Towards Quantum-Enabled 6G Slicing

TL;DR

This paper explores a novel quantum machine learning framework for 6G network slicing, leveraging federated quantum deep reinforcement learning to enhance decision-making and resource management at the network edge.

Contribution

It introduces the first federated quantum deep reinforcement learning approach for 6G slicing, combining quantum computing with distributed decision agents in a cloud-native infrastructure.

Findings

Quantum approach achieves comparable performance to classical benchmarks.

Demonstrates quantum advantage in parameter reduction.

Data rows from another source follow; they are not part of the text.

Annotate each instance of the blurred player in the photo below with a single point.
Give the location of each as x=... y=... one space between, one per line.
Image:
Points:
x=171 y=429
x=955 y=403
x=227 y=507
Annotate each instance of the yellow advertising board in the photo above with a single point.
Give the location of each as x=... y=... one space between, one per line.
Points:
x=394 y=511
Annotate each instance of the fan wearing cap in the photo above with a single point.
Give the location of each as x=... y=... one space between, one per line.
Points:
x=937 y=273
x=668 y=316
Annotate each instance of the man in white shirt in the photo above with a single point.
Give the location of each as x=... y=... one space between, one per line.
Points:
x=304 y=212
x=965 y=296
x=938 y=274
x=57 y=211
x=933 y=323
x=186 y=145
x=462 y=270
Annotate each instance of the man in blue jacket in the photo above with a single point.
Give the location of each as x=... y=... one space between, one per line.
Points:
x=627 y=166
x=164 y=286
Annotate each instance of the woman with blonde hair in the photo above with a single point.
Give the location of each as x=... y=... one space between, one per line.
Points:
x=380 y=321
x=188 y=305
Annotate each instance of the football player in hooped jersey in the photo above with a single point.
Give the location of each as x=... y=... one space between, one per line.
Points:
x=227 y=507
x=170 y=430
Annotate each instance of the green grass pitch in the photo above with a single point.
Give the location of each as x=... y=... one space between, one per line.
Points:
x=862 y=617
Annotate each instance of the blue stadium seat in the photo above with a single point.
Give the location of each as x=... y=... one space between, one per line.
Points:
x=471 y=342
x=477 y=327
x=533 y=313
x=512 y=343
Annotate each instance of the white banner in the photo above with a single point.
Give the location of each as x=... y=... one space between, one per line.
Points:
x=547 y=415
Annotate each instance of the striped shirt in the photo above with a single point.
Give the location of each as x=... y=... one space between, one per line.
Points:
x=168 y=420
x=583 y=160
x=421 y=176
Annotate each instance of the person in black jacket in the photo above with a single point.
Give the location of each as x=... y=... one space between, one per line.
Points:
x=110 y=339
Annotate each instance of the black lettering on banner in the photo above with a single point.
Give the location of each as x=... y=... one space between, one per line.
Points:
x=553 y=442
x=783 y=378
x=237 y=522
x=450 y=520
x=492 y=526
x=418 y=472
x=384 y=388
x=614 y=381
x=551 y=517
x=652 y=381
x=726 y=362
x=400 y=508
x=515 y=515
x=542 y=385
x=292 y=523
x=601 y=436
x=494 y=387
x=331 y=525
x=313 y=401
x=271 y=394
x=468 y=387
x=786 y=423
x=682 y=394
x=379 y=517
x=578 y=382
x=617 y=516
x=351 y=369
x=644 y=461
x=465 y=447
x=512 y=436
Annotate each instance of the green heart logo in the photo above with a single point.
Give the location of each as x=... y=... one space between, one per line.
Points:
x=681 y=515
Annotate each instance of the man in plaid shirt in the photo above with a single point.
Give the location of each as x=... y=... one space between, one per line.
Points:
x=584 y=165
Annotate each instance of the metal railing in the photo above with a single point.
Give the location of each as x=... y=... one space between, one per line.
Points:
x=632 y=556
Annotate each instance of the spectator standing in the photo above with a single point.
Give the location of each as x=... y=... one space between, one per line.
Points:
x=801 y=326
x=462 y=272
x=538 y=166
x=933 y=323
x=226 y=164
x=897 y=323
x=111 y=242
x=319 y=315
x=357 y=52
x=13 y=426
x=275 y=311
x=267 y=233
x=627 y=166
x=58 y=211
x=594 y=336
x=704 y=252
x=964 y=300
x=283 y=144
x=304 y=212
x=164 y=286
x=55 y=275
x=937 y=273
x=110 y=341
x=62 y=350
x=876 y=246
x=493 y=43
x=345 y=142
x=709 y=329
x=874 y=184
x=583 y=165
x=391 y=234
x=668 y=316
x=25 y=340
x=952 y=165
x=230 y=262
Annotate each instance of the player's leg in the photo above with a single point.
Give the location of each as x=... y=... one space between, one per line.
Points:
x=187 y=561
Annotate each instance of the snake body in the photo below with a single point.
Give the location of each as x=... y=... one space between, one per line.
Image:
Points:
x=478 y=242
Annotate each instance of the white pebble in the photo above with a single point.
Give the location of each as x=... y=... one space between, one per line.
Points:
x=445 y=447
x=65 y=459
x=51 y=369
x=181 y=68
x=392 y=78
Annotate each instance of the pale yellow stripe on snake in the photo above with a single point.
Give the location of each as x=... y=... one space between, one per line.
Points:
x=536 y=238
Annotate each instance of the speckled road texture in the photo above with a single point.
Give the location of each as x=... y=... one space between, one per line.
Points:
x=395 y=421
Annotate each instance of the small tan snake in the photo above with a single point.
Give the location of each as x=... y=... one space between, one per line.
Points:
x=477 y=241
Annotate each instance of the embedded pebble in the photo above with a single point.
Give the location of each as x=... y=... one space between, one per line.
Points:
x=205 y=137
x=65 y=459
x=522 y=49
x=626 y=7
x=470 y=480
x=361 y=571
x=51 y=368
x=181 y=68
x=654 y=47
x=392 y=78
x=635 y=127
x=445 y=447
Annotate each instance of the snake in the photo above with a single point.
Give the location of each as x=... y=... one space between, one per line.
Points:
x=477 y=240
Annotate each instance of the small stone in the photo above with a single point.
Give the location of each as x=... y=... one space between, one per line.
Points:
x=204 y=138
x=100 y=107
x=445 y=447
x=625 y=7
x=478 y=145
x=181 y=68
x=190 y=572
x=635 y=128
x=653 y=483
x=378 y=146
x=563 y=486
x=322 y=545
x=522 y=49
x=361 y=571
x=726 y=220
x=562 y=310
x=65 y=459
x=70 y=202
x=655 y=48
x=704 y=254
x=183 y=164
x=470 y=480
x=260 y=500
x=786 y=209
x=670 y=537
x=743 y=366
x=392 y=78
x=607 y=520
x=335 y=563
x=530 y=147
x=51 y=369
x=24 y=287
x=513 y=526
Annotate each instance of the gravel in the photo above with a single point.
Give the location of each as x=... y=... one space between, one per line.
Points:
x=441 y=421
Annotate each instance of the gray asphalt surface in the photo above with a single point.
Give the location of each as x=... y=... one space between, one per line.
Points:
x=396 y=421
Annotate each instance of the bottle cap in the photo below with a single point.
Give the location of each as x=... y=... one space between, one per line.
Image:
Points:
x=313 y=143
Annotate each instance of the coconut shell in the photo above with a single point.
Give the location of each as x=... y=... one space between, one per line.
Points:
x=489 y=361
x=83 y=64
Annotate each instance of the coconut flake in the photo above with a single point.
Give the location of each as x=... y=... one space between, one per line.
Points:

First exploratory study of FQDRL in 6G networks.

Abstract

The quantum machine learning (QML) paradigms and their synergies with network slicing can be envisioned to be a disruptive technology on the cusp of entering to era of sixth-generation (6G), where the mobile communication systems are underpinned in the form of advanced tenancy-based digital use-cases to meet different service requirements. To overcome the challenges of massive slices such as handling the increased dynamism, heterogeneity, amount of data, extended training time, and variety of security levels for slice instances, the power of quantum computing pursuing a distributed computation and learning can be deemed as a promising prerequisite. In this intent, we propose a cloud-native federated learning framework based on quantum deep reinforcement learning (QDRL) where distributed decision agents deployed as micro-services at the edge and cloud through Kubernetes infrastructure then are connected dynamically to the radio access network (RAN). Specifically, the decision agents leverage the remold of classical deep reinforcement learning (DRL) algorithm into variational quantum circuits (VQCs) to obtain the optimal cooperative control on slice resources. The initial numerical results show that the proposed federated QDRL (FQDRL) scheme provides comparable performance than benchmark solutions and reveals the quantum advantage in parameter reduction. To the best of our knowledge, this is the first exploratory study considering an FQDRL approach for 6G communication network.